We have been trying to move to Elasticsearch implementation from core Lucene and have stumbled into a couple of situations. Before asking questions relating to our complex situations, we would like to share detail information of our Current System-Data-Infrastructure and Our Main Target as below:
Our System-Data-Infrastructure
a. Currently, we are hosting the Lucene 3.1 on single Standalone Server without replication
b. Data-Size: 5 TB minimum to 15 TB maximum or even increasing
c. Total Doc Count: Atleast 50 Million and increasing
d. New Doc Indexing/Updating Time Interval: Daily
e. Full Re-indexing Time Interval: Once a month
f. Planned Hosting Region: US-East (Ohio)
g Usage Up/Down Time: 24hrs Up
h. Traffic Hits: Moderately high
Our Main Target:
- Migrate to Elasticsearch with replication
- We have built our own custom plugin which needs to be integrated that works based on Lucene/Elastic Queries
Our Questions relating to our Complex Situations:
-
If we move to Elasticsearch, what could be a possible best infrastructure configuration i.e.
A. How many Master Nodes and Data Nodes combination will be required to hold the above data-size in an optimized way without compromising the search speed?
B. What is the best-optimized Instance Type (with Best No. or Cores/Memory size) to be used for both Master Nodes and Data Nodes to determine?
C. Does implementing more no. of Nodes actually mean load-balancing the Elasticsearch or is there other way for load-balancing the Elasticsearch? -
We have found out that we can implement Elasticsearch through the following vendors:
A. Elasticsearch Service by Elastic Cloud
a. If we use this, can we install our custom plugin and how? Also, whether we “own” the installation, or it is perpetually under Elastic Cloud's control?

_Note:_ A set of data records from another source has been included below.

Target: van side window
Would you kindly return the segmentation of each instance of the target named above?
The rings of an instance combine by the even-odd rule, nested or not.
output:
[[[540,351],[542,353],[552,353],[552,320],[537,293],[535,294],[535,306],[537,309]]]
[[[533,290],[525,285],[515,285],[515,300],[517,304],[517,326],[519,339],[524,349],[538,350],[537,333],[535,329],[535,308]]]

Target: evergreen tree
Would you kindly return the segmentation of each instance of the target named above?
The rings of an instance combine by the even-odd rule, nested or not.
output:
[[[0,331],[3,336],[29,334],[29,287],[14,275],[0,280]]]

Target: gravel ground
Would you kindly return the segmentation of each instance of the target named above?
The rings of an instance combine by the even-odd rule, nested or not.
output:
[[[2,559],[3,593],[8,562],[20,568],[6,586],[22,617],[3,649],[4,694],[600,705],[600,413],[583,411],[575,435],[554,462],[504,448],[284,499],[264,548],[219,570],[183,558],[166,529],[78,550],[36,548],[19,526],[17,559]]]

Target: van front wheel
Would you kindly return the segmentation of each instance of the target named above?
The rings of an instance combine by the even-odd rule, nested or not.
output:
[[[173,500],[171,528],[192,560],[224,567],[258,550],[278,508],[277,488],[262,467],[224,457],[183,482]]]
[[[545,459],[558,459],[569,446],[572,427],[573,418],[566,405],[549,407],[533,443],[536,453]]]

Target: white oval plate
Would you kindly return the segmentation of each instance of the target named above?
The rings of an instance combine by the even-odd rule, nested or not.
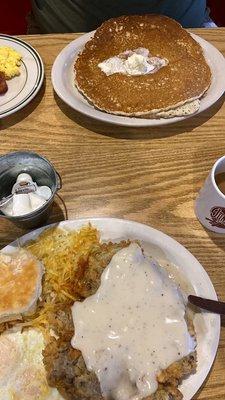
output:
[[[68,44],[59,53],[52,67],[52,84],[57,95],[74,110],[88,115],[99,121],[108,122],[116,125],[144,127],[167,125],[182,121],[192,115],[175,118],[145,119],[134,117],[122,117],[119,115],[108,114],[97,110],[88,103],[84,96],[74,85],[74,60],[78,53],[83,49],[85,43],[90,40],[94,32],[87,33]],[[212,71],[212,83],[206,95],[201,99],[198,112],[206,110],[214,104],[225,91],[225,59],[223,55],[210,43],[201,37],[191,34],[192,37],[201,45],[205,58]],[[195,114],[195,115],[196,115]]]
[[[59,226],[66,230],[74,230],[89,222],[99,229],[102,240],[139,239],[146,252],[151,251],[154,258],[177,265],[191,283],[195,294],[217,300],[212,282],[196,258],[176,240],[156,229],[116,218],[84,218],[64,221]],[[19,245],[22,246],[27,241],[38,237],[46,228],[48,226],[28,233],[6,246],[2,251],[12,252]],[[195,317],[194,324],[198,341],[198,366],[197,372],[185,379],[180,386],[184,400],[190,400],[194,396],[208,375],[216,356],[220,336],[220,317],[218,315],[203,312],[200,316]]]
[[[0,119],[25,107],[40,90],[44,65],[40,55],[28,43],[8,35],[0,35],[0,47],[12,47],[22,55],[20,75],[7,81],[8,91],[0,95]]]

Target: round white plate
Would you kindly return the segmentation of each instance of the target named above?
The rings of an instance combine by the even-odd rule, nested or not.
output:
[[[93,36],[93,34],[94,32],[90,32],[74,40],[68,44],[68,46],[66,46],[55,59],[52,68],[52,84],[57,95],[65,103],[67,103],[74,110],[77,110],[82,114],[88,115],[99,121],[133,127],[166,125],[182,121],[193,116],[189,115],[168,119],[145,119],[122,117],[95,109],[75,87],[73,71],[75,58],[83,49],[85,43]],[[206,40],[197,35],[191,35],[202,46],[205,58],[212,71],[212,83],[206,95],[201,100],[200,108],[196,113],[199,114],[214,104],[225,91],[225,59],[223,55]]]
[[[20,75],[7,81],[8,91],[0,95],[0,118],[25,107],[37,94],[44,79],[40,55],[28,43],[8,35],[0,35],[0,47],[12,47],[22,55]]]
[[[59,224],[67,230],[79,229],[91,222],[97,227],[102,240],[117,241],[121,239],[139,239],[146,253],[163,261],[175,264],[187,277],[193,287],[194,294],[217,300],[212,282],[204,268],[196,258],[181,244],[164,233],[147,225],[116,218],[85,218],[74,221],[64,221]],[[55,224],[56,225],[56,224]],[[19,245],[35,239],[48,227],[28,233],[11,245],[6,246],[3,252],[12,252]],[[194,319],[197,334],[197,372],[185,379],[180,387],[184,400],[190,400],[204,382],[212,366],[220,336],[220,317],[215,314],[202,312]]]

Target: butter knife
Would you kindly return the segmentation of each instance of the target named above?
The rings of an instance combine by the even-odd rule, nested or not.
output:
[[[210,311],[214,314],[225,315],[225,303],[223,301],[210,300],[193,295],[188,296],[188,301],[194,306],[203,308],[203,310]]]

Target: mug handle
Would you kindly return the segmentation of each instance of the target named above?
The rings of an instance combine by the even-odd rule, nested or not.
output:
[[[62,189],[62,178],[57,171],[56,171],[56,181],[57,181],[57,191],[58,191]]]

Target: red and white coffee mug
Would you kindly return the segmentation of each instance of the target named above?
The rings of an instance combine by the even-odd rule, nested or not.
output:
[[[201,224],[217,233],[225,233],[225,195],[215,180],[221,172],[225,172],[225,156],[213,165],[195,202],[195,214]]]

b. Do Elastic Cloud solutions include load balancing for the Elasticsearch automatically (or the load balancing solely based on the no. of Nodes)?
c. If we deploy our application on the Cloud (for eg.: Google Cloud or AWS or Azure), how can we manage the VPC and its security while connecting with the Elasticsearch by Elastic Cloud?
d. If we deploy our application on the Cloud (for eg.: Google Cloud or AWS or Azure), won't there be a charge of data transfer by these Cloud services?
e. Is there any package plan for One-Year or 3-Year Term contract?
f. What is the level of Technical Support provided by Elastic Cloud?
B. Elasticsearch Service by Elastic Cloud on the AWS Marketplace
a. If we use from the Marketplace, can we install our custom plugin and how? Also, whether we “own” the installation, or it is perpetually under Elastic Cloud's control?
b. Do Elastic Cloud solutions include load balancing for the Elasticsearch automatically (or the load balancing solely based on the no. of Nodes)?
c. If we deploy our application on the Cloud (for eg.: Google Cloud or AWS or Azure), how can we manage the VPC and its security while connecting with the Elasticsearch by Elastic Cloud from the Marketplace?
d. If we deploy our application on the Cloud (for eg.: Google Cloud or AWS or Azure), won't there be a charge of data transfer by these Cloud services?
e. Is there any package plan for One-Year or 3-Year Term contract if we choose from the Marketplace?
f. What is the level of Technical Support provided by for Elasticsearch by Elastic Cloud from the Marketplace?
C. AWS Elasticsearch Service
Since they do not provide a provision to install the custom plugin, we do not think this service suits us anymore.